Bruni’s essay begins with what he calls a “chilling survey last year of recent graduates. It showed that 62 percent of them didn’t know, for example, that Congressional terms are two years in the House of Representatives and six years in the Senate.” But what exactly does this mean? This isn’t a college-level fact: it’s at best a high-school civics fact, or a news-reader fact. Does Bruni, and the Time-magazine-reading public, really expect that such transmission-memory facts be paramount in college courses? On the final exams?
As Bruni should know, the real answer to the question of Congressional terms is: “Who cares?” Even though Congress recently brought us government shutdown and possible economic meltdown, it’s almost assured that most of the people responsible for the debacle will be safely returned to Congress from their gerrymandered districts. In such conditions, fact-based knowledge about Congressional terms is largely irrelevant. Of course, we need to know how and why the Congressional system became so dysfunctional, and how this dysfunction impedes true dialogue around issues that might really matter: that’s what college could mean.
College: Why Do We Do It?
I was pleased to note in the “State of the College” address that the president said we don’t always want to use the word retention, but should rather talk about forward movement: “Let’s not call it retention, let’s call it ‘moving forward.’” I doubt that the president read my Against Retention statement, but I couldn’t help smiling at the echo of what I wrote then: “We don’t want to retain students–we want to work with them to enable and promote processes of growth, development, and self-renewal. College is a place, but it is a place defined by movement, not by retention.”

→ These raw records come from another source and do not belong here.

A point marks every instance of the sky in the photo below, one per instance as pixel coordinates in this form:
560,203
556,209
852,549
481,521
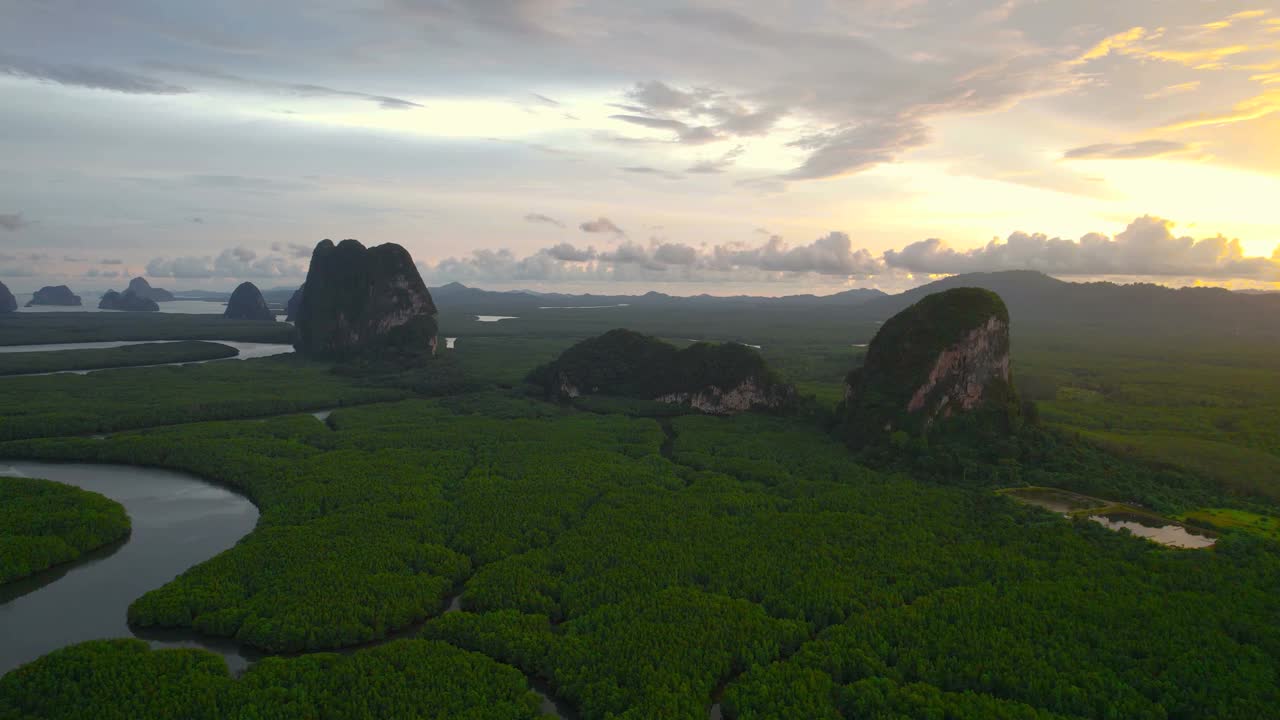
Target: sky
617,146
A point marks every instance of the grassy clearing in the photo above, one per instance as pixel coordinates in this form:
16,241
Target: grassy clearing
1243,520
1239,470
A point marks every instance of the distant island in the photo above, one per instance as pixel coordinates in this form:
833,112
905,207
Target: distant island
247,304
54,295
142,288
127,300
364,301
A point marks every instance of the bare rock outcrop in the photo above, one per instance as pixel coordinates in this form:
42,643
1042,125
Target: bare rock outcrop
142,288
247,304
128,301
8,302
720,379
364,301
54,295
945,356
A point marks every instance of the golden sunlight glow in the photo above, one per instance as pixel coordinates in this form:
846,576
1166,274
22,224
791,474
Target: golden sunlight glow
1251,109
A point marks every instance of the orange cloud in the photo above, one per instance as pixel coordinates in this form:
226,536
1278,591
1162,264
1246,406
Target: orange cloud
1251,109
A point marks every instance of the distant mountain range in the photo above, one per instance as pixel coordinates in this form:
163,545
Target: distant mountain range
1036,301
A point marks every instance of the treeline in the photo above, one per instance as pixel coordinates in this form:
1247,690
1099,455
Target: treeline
126,356
629,364
44,523
641,569
366,528
127,680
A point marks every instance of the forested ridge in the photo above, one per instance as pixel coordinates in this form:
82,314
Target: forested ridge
44,523
640,566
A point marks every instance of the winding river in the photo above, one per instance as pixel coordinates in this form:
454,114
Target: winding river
178,522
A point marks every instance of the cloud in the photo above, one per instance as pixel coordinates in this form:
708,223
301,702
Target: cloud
602,224
661,260
83,76
859,147
13,222
1180,89
686,133
236,263
675,254
570,254
292,249
828,255
542,218
648,171
698,115
1146,247
288,89
1127,150
717,164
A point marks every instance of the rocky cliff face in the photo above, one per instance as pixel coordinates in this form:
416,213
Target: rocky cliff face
744,396
295,305
127,300
54,295
247,304
362,300
712,378
941,358
8,302
142,288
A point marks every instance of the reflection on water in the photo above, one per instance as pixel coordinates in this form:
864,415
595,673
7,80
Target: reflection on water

That said, and as one of my students thoughtfully wrote, the State of the College was “numbers upon numbers upon numbers” with an emphasis on test, evaluate, assess. The student correctly diagnosed the issue: “College as an entire industry has become exactly that–an industry.”
At each State of the College transition, an individual student face came into view, and then the president: “This is why we’re here. They are where we must continue to focus our energy every single day.” Of course we do focus on student learning, student success, and student transformation. But to say that college is about the students is deceptive. It feeds a consumerist mentality and a tendency of student-narcissism: it’s all about the students.
College is not all about the students. It is about processes of transformation, creating knowledgeable conversations about our world and our place within it. Students come to college to join in those processes and those conversations. Too often I’ve not given this process my all, omitting students from a place in that conversation. That is not good. However, it’s time to be open about those processes, because what this is really about is how we shape the earth.